Despite being the generation with the most schooling in U.S. history, millennials rank below their global peers in math, literacy and a key 21st-century skill: “problem-solving in technology-rich environments.”
The focus today is on liberal studies, which, in my generation, was reserved only for women pursuing “MRS” degrees and trust fund kids.
Another interesting finding is that only 15 percent of boomers admit to having a tattoo, compared to 40 percent of millennials and 30 percent of Gen Xers (born between 1965 and 1980).
Maybe the permanence of tattoos is projection on the part of a generation that can find solid footing pretty much anywhere.
Another sad fact of life for millennials is that nearly two-thirds of boomers ages 50 to 61 expect to delay retirement.
Among the most popular reasons cited for sticking with the daily grind: They want to.
Making matters worse [for millennials] is that boomers expect to live longer than any previous generation.
New research suggests that old age may now actually begin at 74.

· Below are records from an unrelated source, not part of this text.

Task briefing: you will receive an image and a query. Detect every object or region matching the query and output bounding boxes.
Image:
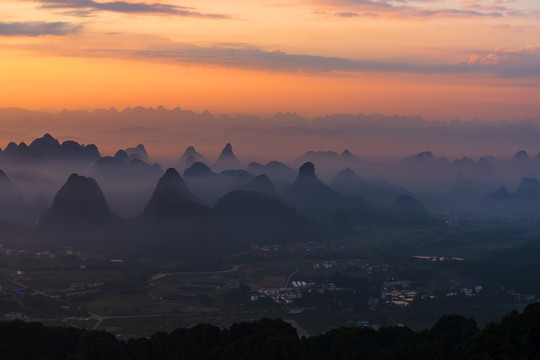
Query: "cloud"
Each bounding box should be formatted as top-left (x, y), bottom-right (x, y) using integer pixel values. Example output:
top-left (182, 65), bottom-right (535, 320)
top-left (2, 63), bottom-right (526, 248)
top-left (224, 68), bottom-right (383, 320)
top-left (33, 0), bottom-right (229, 19)
top-left (468, 45), bottom-right (540, 77)
top-left (83, 42), bottom-right (540, 78)
top-left (303, 0), bottom-right (522, 19)
top-left (0, 21), bottom-right (82, 36)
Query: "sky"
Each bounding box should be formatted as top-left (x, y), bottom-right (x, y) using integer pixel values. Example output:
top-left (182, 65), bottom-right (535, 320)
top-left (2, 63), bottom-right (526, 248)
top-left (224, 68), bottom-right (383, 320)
top-left (0, 0), bottom-right (540, 121)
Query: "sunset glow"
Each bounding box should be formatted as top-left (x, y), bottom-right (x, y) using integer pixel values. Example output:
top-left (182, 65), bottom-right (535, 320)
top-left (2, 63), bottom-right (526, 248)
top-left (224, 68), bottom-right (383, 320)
top-left (0, 0), bottom-right (540, 120)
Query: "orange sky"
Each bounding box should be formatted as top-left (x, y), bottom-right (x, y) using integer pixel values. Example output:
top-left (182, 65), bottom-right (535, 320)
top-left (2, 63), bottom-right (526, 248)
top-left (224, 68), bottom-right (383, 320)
top-left (0, 0), bottom-right (540, 121)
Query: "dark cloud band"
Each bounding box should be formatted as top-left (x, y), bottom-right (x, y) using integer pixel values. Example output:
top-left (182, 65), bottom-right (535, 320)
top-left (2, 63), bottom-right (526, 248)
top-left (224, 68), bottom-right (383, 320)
top-left (0, 21), bottom-right (82, 36)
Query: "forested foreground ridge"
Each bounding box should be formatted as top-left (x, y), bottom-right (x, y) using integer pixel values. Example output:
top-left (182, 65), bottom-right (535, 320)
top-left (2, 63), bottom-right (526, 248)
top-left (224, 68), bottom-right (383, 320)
top-left (0, 303), bottom-right (540, 360)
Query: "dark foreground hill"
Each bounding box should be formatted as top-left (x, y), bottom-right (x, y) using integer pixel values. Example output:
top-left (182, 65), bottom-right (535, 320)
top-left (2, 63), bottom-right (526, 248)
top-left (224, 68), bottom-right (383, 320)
top-left (0, 304), bottom-right (540, 360)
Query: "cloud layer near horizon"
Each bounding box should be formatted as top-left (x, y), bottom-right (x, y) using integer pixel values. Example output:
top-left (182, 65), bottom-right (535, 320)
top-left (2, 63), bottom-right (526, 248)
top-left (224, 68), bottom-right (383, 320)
top-left (0, 21), bottom-right (82, 36)
top-left (32, 0), bottom-right (228, 19)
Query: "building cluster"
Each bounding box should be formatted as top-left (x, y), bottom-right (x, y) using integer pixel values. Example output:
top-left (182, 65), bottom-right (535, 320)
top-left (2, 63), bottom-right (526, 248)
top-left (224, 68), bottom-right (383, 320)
top-left (506, 290), bottom-right (537, 304)
top-left (251, 280), bottom-right (348, 305)
top-left (381, 281), bottom-right (418, 306)
top-left (0, 244), bottom-right (56, 259)
top-left (244, 242), bottom-right (354, 258)
top-left (413, 255), bottom-right (463, 262)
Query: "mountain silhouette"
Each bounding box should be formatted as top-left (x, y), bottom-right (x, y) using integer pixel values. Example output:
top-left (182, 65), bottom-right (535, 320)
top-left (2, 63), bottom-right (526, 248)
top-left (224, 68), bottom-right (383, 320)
top-left (184, 162), bottom-right (254, 205)
top-left (114, 150), bottom-right (129, 163)
top-left (125, 144), bottom-right (148, 162)
top-left (242, 175), bottom-right (280, 199)
top-left (515, 178), bottom-right (540, 202)
top-left (212, 143), bottom-right (243, 172)
top-left (142, 168), bottom-right (206, 218)
top-left (178, 146), bottom-right (208, 170)
top-left (214, 191), bottom-right (320, 249)
top-left (40, 174), bottom-right (115, 225)
top-left (330, 168), bottom-right (409, 207)
top-left (36, 174), bottom-right (125, 251)
top-left (385, 195), bottom-right (435, 226)
top-left (0, 170), bottom-right (30, 223)
top-left (284, 162), bottom-right (354, 221)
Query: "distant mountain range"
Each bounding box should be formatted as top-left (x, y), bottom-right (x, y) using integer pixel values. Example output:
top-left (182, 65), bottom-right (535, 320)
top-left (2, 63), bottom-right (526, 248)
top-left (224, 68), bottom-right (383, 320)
top-left (0, 134), bottom-right (540, 256)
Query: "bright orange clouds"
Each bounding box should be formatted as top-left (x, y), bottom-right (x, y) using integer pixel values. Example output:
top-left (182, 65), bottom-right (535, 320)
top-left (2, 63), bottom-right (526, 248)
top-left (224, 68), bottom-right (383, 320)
top-left (0, 0), bottom-right (540, 120)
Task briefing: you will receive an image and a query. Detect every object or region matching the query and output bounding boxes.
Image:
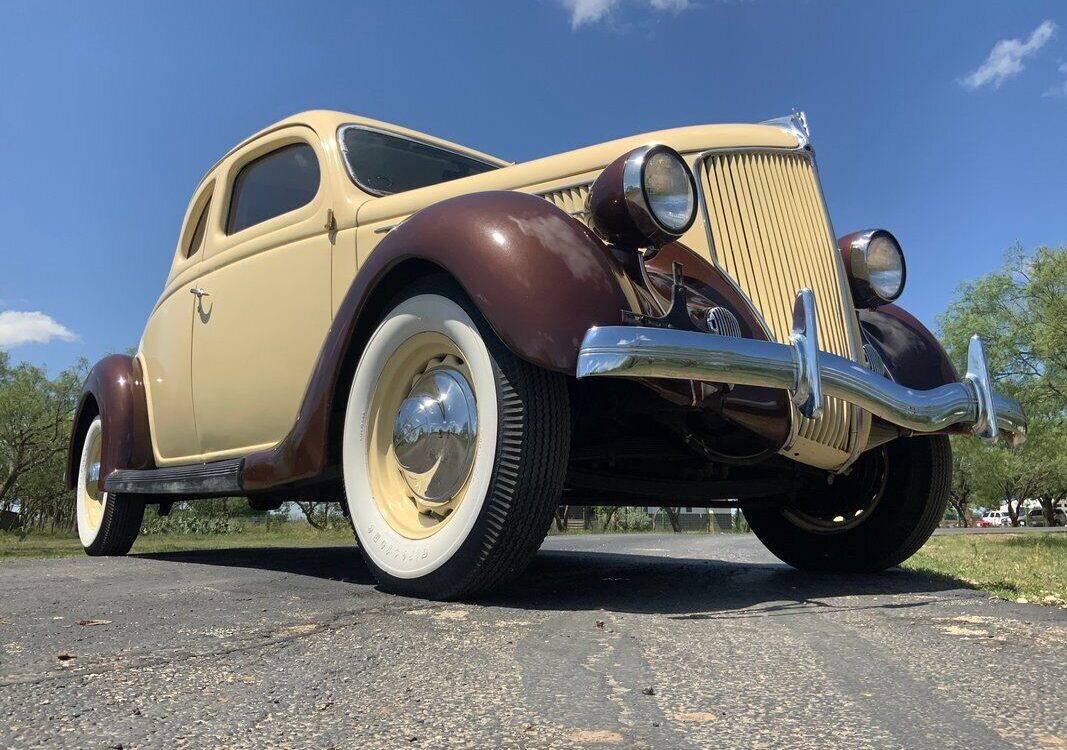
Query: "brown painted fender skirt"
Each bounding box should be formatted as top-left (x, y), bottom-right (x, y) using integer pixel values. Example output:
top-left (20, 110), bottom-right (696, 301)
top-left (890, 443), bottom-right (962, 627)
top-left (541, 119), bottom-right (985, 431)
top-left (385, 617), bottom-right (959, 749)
top-left (66, 354), bottom-right (156, 490)
top-left (859, 304), bottom-right (959, 390)
top-left (242, 192), bottom-right (789, 492)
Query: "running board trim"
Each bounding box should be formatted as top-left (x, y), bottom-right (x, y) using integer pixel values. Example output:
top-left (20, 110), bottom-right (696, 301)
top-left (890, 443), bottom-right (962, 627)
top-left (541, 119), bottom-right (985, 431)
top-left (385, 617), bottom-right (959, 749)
top-left (103, 459), bottom-right (244, 495)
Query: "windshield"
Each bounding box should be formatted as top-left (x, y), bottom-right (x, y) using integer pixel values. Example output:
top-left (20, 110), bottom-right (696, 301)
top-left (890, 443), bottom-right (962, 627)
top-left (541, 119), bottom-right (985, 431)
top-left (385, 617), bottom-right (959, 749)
top-left (340, 125), bottom-right (499, 195)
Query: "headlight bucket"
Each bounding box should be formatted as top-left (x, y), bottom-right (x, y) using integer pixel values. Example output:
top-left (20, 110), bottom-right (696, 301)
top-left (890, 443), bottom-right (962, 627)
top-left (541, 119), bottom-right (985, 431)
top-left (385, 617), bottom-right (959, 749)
top-left (838, 229), bottom-right (908, 309)
top-left (586, 144), bottom-right (697, 250)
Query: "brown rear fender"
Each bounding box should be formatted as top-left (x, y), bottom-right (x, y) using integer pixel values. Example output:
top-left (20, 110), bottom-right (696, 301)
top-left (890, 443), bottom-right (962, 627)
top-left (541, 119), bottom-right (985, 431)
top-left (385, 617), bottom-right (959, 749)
top-left (66, 354), bottom-right (156, 490)
top-left (243, 192), bottom-right (639, 491)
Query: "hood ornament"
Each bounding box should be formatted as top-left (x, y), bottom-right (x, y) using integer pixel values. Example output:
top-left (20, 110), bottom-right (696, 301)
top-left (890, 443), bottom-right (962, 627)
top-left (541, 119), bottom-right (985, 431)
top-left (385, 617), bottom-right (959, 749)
top-left (760, 110), bottom-right (811, 148)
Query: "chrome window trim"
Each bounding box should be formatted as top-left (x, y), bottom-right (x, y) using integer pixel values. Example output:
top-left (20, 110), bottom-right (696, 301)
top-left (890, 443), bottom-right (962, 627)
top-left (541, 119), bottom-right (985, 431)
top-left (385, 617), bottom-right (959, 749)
top-left (337, 123), bottom-right (505, 197)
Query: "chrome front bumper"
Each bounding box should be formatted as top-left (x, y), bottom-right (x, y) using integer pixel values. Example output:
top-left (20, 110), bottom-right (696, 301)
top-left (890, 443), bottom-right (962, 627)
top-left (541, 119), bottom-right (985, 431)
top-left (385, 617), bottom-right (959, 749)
top-left (577, 289), bottom-right (1026, 445)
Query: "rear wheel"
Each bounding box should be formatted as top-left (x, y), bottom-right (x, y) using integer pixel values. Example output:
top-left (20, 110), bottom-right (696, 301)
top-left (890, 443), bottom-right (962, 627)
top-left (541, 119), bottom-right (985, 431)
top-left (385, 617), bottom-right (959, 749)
top-left (77, 417), bottom-right (144, 557)
top-left (745, 435), bottom-right (952, 572)
top-left (343, 277), bottom-right (570, 599)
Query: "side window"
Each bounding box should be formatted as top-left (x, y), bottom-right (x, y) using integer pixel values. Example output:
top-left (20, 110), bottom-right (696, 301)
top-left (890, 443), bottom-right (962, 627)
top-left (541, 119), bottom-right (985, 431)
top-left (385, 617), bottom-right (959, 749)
top-left (186, 198), bottom-right (211, 258)
top-left (226, 143), bottom-right (319, 235)
top-left (340, 126), bottom-right (499, 195)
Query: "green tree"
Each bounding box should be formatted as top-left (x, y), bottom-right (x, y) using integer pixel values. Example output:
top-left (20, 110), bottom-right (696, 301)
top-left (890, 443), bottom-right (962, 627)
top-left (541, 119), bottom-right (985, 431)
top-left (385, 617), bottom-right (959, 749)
top-left (939, 245), bottom-right (1067, 525)
top-left (0, 351), bottom-right (84, 526)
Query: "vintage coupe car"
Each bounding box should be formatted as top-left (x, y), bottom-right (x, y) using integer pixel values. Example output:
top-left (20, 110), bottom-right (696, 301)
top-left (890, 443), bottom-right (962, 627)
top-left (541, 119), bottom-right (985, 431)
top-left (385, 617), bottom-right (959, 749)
top-left (68, 111), bottom-right (1025, 599)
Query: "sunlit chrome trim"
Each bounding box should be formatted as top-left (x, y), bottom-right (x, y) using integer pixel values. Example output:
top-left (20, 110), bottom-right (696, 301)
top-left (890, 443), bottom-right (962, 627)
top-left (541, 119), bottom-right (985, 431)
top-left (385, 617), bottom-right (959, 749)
top-left (847, 229), bottom-right (908, 309)
top-left (790, 289), bottom-right (823, 419)
top-left (760, 112), bottom-right (811, 148)
top-left (576, 294), bottom-right (1026, 444)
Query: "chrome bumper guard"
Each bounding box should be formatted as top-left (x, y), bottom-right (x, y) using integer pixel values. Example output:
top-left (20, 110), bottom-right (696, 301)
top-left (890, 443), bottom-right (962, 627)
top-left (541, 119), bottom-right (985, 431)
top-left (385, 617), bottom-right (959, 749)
top-left (577, 289), bottom-right (1026, 445)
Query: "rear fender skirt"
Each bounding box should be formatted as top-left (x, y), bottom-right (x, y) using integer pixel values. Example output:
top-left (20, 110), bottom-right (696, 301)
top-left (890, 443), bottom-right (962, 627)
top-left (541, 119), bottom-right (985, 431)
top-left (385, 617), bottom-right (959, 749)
top-left (66, 354), bottom-right (156, 491)
top-left (243, 191), bottom-right (639, 490)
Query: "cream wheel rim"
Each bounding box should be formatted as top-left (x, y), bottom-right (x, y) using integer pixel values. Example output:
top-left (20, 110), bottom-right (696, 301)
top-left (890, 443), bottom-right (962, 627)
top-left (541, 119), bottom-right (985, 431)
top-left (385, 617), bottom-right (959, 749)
top-left (367, 331), bottom-right (477, 540)
top-left (78, 418), bottom-right (108, 547)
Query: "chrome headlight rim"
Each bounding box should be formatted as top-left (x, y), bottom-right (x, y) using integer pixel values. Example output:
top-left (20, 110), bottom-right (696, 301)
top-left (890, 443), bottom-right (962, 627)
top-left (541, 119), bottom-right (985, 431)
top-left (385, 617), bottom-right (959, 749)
top-left (587, 143), bottom-right (698, 250)
top-left (845, 229), bottom-right (908, 309)
top-left (622, 143), bottom-right (697, 241)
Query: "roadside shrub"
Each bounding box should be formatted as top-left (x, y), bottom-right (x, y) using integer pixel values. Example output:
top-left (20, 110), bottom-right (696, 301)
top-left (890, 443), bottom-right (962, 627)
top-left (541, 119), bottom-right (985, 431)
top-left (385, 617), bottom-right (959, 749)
top-left (141, 513), bottom-right (244, 534)
top-left (615, 508), bottom-right (652, 531)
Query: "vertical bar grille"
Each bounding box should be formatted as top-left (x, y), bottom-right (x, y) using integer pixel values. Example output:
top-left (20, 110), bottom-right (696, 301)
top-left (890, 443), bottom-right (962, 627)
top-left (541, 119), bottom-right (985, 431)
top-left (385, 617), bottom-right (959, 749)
top-left (540, 185), bottom-right (589, 224)
top-left (701, 151), bottom-right (855, 451)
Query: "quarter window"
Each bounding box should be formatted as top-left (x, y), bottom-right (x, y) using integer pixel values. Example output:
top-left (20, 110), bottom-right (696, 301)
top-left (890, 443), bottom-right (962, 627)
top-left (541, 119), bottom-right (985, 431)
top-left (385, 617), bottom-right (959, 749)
top-left (186, 198), bottom-right (211, 258)
top-left (340, 127), bottom-right (497, 195)
top-left (226, 143), bottom-right (319, 235)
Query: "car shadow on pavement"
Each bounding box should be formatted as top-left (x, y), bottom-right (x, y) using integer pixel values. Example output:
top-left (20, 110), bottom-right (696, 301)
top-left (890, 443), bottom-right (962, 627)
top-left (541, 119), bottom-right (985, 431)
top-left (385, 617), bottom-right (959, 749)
top-left (137, 546), bottom-right (980, 620)
top-left (483, 549), bottom-right (980, 620)
top-left (130, 545), bottom-right (375, 585)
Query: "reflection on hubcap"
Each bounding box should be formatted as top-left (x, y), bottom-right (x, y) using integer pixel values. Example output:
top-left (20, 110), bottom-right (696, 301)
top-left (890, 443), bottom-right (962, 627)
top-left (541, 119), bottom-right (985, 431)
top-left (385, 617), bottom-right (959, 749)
top-left (393, 367), bottom-right (478, 504)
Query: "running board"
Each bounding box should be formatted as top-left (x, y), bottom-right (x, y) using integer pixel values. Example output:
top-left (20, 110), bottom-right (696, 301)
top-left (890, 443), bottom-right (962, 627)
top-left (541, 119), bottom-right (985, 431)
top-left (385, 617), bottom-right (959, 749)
top-left (103, 459), bottom-right (244, 495)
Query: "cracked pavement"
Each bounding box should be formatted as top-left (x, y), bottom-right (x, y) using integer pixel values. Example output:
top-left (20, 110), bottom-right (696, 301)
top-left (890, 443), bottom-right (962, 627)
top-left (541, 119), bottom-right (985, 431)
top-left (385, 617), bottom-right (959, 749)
top-left (0, 534), bottom-right (1067, 750)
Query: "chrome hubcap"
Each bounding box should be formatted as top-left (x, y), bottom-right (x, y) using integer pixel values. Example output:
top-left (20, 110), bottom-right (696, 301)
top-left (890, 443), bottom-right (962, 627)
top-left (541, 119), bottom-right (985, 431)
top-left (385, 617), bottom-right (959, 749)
top-left (393, 367), bottom-right (478, 505)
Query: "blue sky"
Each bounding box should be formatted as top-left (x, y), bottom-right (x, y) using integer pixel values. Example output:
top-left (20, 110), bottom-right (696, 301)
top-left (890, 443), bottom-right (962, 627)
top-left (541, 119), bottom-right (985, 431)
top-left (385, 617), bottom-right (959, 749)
top-left (0, 0), bottom-right (1067, 371)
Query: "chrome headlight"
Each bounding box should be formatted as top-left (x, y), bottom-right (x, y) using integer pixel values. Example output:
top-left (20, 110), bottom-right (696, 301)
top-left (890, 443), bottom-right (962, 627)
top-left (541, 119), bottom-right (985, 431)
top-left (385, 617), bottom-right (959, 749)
top-left (587, 144), bottom-right (697, 249)
top-left (838, 229), bottom-right (908, 307)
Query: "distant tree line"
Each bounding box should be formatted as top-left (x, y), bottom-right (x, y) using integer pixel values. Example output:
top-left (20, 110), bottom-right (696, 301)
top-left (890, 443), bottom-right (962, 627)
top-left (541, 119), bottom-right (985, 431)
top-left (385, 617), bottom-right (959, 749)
top-left (0, 246), bottom-right (1067, 531)
top-left (939, 246), bottom-right (1067, 526)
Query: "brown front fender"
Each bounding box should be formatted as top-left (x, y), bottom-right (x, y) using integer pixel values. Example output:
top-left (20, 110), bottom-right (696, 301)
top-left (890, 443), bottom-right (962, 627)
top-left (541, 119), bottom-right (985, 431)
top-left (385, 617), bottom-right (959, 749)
top-left (243, 192), bottom-right (638, 490)
top-left (859, 304), bottom-right (959, 390)
top-left (66, 354), bottom-right (155, 490)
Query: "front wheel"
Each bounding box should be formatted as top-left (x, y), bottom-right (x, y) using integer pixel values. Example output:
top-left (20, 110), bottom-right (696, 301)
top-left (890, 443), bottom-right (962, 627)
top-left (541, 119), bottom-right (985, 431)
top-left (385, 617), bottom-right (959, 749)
top-left (341, 277), bottom-right (570, 600)
top-left (745, 435), bottom-right (952, 572)
top-left (77, 417), bottom-right (144, 557)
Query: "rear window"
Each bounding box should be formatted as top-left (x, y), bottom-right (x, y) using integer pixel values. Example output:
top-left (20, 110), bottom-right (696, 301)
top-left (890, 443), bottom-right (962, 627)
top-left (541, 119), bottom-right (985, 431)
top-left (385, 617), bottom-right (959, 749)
top-left (226, 143), bottom-right (319, 235)
top-left (340, 127), bottom-right (497, 195)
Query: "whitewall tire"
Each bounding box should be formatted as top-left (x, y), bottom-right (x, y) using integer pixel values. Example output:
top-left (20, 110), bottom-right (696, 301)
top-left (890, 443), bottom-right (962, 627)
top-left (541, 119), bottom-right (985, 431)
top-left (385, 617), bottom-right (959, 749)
top-left (77, 417), bottom-right (144, 556)
top-left (341, 277), bottom-right (569, 599)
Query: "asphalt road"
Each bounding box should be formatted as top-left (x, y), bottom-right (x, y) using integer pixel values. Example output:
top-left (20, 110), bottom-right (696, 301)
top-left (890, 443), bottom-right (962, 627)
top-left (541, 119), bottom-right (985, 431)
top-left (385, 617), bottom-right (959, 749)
top-left (0, 534), bottom-right (1067, 750)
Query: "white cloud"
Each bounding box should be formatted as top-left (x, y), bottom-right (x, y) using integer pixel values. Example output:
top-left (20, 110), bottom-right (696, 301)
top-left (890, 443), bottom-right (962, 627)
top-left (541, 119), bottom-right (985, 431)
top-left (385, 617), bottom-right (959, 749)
top-left (1044, 63), bottom-right (1067, 96)
top-left (649, 0), bottom-right (692, 13)
top-left (0, 309), bottom-right (77, 348)
top-left (959, 19), bottom-right (1056, 91)
top-left (559, 0), bottom-right (692, 29)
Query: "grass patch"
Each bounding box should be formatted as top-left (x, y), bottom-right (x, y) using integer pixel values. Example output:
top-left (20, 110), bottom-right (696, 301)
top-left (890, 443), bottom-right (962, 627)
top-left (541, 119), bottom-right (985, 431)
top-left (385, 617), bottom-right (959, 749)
top-left (904, 533), bottom-right (1067, 606)
top-left (0, 521), bottom-right (353, 560)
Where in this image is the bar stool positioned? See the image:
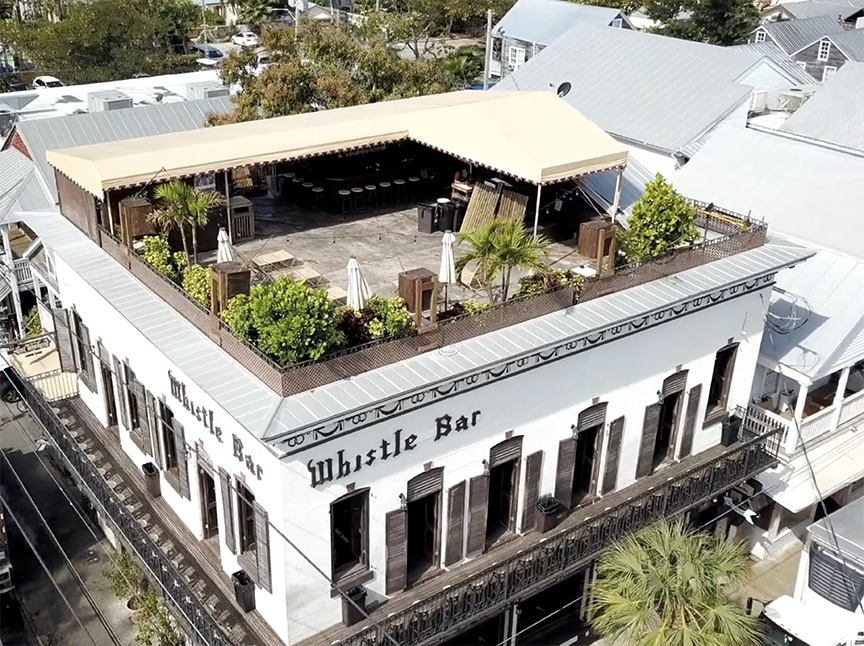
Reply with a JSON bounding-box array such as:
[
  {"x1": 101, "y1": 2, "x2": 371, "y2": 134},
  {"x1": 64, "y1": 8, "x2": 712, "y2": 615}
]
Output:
[
  {"x1": 408, "y1": 177, "x2": 420, "y2": 202},
  {"x1": 339, "y1": 189, "x2": 354, "y2": 215},
  {"x1": 312, "y1": 186, "x2": 327, "y2": 211},
  {"x1": 378, "y1": 182, "x2": 393, "y2": 206},
  {"x1": 351, "y1": 186, "x2": 366, "y2": 213},
  {"x1": 393, "y1": 179, "x2": 408, "y2": 202},
  {"x1": 363, "y1": 184, "x2": 378, "y2": 211}
]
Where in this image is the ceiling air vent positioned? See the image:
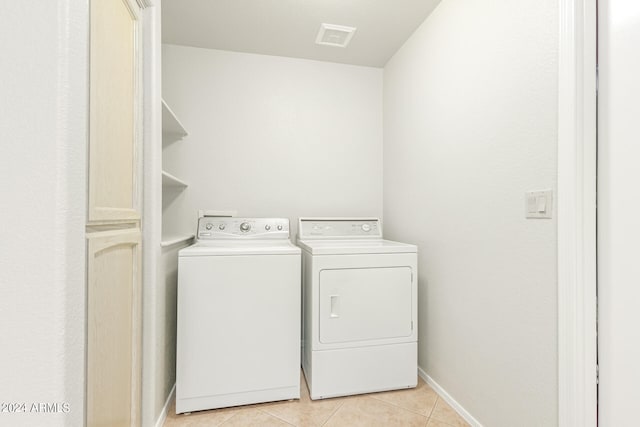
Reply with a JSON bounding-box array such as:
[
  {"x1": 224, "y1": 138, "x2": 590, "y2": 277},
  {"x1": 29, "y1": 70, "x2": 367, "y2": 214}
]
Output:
[{"x1": 316, "y1": 24, "x2": 356, "y2": 47}]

That’s also bad news for employers who still offer a pension, with the average retiree now estimated to draw a pension for 24 years (50 percent longer than the prior generation).
Then there’s the surprising factoid that nearly as many boomers own smartphones as younger generations, and are far more likely to have home computers.
A whopping 85 percent are (LOL) into text messaging, sending an average of 80 messages a month.
Boomers are also five times likelier than other generations to own a digital tablet.
On a certain level, the situation is grim.
We like to work, we are healthier than any generation before us, and we stay on top of technology.
No wonder we date people half our age.
It’s not like millennials are getting anywhere with their peers.